Floating Point Error - Addition/Subtraction


#1

There is a floating point bug that I can only get to rear its head in a particular way. I have distilled down to this simple example. Add three particular numbers (haven’t played around with which numbers cause the problem, but these do), subtract the sum from the same number in another field and the result is displayed as zero, as it should. Put an IF statement in another field comparing the result to zero, and the comparison fails. I was able to get the IF statement to display the floating point error by displaying “ZERO” or the calculated result. See below:


I have a larger base where I am adding a number of fields and comparing the result to what it should be and flagging the result if it isn’t the same. This bug is causing a number of false negatives, so a fix would be greatly appreciated!

Love Airtable and I use it for more and more projects everyday, so thank you so much.

-Dave


#2

Hi Dave,

Floating point numbers can be tricky, because the under-the-hood representation isn’t always exactly the same as what you see printed out on the screen.
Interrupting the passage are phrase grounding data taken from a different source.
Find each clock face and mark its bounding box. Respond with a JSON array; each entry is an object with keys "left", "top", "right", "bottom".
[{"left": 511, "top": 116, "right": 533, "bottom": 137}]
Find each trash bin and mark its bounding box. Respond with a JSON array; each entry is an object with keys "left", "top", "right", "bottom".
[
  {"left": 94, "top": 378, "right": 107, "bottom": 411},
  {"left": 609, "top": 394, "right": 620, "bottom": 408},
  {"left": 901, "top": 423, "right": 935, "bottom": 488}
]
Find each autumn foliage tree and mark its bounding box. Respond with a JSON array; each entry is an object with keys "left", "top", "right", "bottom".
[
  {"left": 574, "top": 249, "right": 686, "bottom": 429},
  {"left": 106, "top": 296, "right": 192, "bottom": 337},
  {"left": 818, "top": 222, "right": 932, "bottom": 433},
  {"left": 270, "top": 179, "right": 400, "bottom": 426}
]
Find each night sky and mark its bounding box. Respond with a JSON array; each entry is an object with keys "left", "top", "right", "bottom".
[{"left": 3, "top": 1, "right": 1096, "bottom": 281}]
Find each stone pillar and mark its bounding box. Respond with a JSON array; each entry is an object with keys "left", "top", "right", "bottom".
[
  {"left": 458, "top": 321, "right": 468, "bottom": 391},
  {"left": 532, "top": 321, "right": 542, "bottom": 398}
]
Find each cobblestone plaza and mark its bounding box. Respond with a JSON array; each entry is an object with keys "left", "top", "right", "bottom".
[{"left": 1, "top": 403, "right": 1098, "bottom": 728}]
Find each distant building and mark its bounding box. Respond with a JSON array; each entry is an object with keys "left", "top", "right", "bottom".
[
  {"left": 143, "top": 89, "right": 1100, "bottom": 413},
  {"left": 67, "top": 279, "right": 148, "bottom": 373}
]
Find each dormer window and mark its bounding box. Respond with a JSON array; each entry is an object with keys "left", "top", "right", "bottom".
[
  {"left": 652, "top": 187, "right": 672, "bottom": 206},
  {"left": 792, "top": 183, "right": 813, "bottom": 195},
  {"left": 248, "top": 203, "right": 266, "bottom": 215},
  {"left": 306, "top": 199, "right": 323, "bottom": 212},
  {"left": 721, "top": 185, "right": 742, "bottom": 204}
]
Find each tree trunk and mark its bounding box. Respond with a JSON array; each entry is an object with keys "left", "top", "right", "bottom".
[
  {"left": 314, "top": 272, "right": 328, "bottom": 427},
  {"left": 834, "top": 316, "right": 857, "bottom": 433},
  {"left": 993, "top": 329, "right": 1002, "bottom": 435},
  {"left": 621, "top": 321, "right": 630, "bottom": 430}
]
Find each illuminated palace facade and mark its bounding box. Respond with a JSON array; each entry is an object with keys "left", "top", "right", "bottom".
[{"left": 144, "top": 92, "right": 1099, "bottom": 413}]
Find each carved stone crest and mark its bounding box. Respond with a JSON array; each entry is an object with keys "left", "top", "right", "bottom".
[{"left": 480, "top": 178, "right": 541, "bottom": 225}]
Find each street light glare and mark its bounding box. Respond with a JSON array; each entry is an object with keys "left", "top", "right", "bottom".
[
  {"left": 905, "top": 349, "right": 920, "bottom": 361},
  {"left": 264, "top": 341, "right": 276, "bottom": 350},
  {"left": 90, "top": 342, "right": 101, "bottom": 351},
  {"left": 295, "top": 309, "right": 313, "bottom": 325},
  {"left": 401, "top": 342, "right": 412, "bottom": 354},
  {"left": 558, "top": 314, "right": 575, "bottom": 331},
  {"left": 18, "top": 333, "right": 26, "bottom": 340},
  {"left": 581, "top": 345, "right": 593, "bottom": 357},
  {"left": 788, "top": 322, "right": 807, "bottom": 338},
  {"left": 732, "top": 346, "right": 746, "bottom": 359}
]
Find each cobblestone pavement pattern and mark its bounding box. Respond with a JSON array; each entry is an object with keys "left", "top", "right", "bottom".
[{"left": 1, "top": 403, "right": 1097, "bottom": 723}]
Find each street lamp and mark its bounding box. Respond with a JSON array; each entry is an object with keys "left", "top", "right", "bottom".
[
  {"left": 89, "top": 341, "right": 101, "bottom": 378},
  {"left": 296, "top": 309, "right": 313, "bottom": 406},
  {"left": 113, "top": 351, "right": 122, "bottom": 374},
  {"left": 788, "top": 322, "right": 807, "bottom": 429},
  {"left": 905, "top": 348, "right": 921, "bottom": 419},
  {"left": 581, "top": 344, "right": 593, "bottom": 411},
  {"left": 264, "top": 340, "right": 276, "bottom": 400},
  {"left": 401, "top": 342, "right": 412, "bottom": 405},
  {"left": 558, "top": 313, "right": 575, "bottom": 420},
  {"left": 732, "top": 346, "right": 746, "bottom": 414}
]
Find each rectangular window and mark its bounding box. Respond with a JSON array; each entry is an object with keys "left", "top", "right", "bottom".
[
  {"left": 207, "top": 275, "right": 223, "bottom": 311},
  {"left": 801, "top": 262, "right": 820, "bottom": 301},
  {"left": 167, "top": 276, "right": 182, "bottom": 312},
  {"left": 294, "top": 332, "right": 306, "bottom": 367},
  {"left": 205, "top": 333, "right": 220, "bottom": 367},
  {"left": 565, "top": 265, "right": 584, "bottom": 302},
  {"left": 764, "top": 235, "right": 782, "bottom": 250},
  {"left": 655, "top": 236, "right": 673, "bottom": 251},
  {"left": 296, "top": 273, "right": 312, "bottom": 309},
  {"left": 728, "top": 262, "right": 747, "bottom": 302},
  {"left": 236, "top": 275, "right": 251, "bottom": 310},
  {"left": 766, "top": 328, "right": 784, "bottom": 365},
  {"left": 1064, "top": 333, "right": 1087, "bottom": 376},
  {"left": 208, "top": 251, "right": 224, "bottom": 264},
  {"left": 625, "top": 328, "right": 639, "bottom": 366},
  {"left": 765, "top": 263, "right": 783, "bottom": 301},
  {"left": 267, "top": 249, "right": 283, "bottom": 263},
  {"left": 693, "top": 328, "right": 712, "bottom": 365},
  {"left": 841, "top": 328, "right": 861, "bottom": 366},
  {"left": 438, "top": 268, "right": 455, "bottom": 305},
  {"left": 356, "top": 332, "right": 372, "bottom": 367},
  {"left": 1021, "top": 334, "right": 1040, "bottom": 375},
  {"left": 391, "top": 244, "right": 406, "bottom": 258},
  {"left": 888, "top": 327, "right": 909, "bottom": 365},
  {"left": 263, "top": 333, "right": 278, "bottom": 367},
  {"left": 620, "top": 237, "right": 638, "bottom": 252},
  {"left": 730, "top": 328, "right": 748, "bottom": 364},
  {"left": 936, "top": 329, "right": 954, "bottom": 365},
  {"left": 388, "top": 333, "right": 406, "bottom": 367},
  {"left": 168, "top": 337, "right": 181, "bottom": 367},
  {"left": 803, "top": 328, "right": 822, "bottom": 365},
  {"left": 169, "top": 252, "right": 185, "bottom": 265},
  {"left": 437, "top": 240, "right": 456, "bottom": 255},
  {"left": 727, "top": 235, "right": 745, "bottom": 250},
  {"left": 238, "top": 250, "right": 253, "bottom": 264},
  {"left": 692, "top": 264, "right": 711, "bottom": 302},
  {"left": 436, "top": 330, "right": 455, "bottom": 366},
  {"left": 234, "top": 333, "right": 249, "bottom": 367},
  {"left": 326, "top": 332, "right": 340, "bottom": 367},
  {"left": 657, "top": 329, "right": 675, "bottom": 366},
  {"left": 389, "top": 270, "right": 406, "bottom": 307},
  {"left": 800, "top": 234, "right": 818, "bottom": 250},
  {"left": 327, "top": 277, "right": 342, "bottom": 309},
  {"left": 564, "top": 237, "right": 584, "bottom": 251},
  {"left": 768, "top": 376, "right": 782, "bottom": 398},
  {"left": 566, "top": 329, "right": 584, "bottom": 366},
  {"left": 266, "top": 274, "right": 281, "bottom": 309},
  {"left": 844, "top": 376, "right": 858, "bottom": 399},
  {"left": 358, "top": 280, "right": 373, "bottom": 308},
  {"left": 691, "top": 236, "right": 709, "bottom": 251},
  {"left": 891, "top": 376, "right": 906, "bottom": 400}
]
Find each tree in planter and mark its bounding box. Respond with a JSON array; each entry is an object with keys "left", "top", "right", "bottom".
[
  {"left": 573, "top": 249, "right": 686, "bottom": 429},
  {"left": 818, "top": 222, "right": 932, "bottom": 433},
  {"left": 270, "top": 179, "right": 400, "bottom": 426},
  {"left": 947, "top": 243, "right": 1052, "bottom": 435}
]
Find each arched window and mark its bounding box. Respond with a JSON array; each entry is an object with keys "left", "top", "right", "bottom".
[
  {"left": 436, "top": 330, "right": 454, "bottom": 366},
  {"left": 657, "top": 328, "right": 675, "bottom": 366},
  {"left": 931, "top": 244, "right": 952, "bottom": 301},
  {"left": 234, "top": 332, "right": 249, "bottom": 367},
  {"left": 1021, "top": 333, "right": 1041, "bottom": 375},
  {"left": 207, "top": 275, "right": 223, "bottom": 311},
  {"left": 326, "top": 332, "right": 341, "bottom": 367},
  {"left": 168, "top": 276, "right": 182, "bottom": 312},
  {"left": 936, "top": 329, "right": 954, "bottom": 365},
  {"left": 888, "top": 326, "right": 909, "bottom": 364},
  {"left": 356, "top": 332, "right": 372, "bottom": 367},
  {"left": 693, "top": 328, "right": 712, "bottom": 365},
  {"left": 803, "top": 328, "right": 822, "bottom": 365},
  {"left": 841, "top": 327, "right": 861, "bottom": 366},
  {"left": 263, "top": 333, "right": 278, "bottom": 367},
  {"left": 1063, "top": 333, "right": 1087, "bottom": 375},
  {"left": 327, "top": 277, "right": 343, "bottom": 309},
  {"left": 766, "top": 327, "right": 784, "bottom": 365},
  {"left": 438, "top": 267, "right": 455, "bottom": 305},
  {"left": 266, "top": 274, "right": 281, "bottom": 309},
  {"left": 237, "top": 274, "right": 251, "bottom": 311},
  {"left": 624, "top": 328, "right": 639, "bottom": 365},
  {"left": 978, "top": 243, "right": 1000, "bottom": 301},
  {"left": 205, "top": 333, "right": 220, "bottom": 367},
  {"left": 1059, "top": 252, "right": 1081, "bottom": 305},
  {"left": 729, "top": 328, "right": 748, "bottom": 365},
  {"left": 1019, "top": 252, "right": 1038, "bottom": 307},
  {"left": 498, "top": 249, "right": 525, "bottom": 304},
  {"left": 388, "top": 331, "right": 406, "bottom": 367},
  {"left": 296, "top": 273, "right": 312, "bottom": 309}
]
For example, the value in the “Subtraction” field in your screenshot is not exactly 0.00000 — there are a few digits further to the right, but they’re getting rounded to zero.

When comparing floating point numbers, it’s a good idea to use ABS to compare the absolute difference against some threshold for equality, e.g.:

IF(ABS({Amount} - {Sum}) < 0.001, "ZERO", {Amount} - {Sum})


#3

Hi Kasra,

Thank you for your response. This is exactly why I called it a floating point error. The numbers 41.1, 14.99, and 329 are being summed as 385.090000000000005684341886080802. I understand the rounding concept and wasn’t implying the number in the subtraction field wasn’t being rounded. The three numbers aren’t being brought in from elsewhere and being rounded for representation on the screen, they’re typed in. That -5.684341886080802e-14 isn’t being carried in one of the three numbers, it’s being created during summation.

I understand that things are being done under the hood with floating point numbers being represented in a binary system, and rounding is being performed everywhere. I will contend though, that your workaround should be built-in if we were to change the format of the numbers to currency (and to the precision defined for decimals too, honestly), but as you can see below, that is not the case. Rounding is obviously being done or we wouldn’t get ZERO in line 4, but the granularity seems off. It seems rounding to a trillionth of a cent for currency should be ok and would appear to fix this problem.

Thanks again for your response. I will use your workaround for now.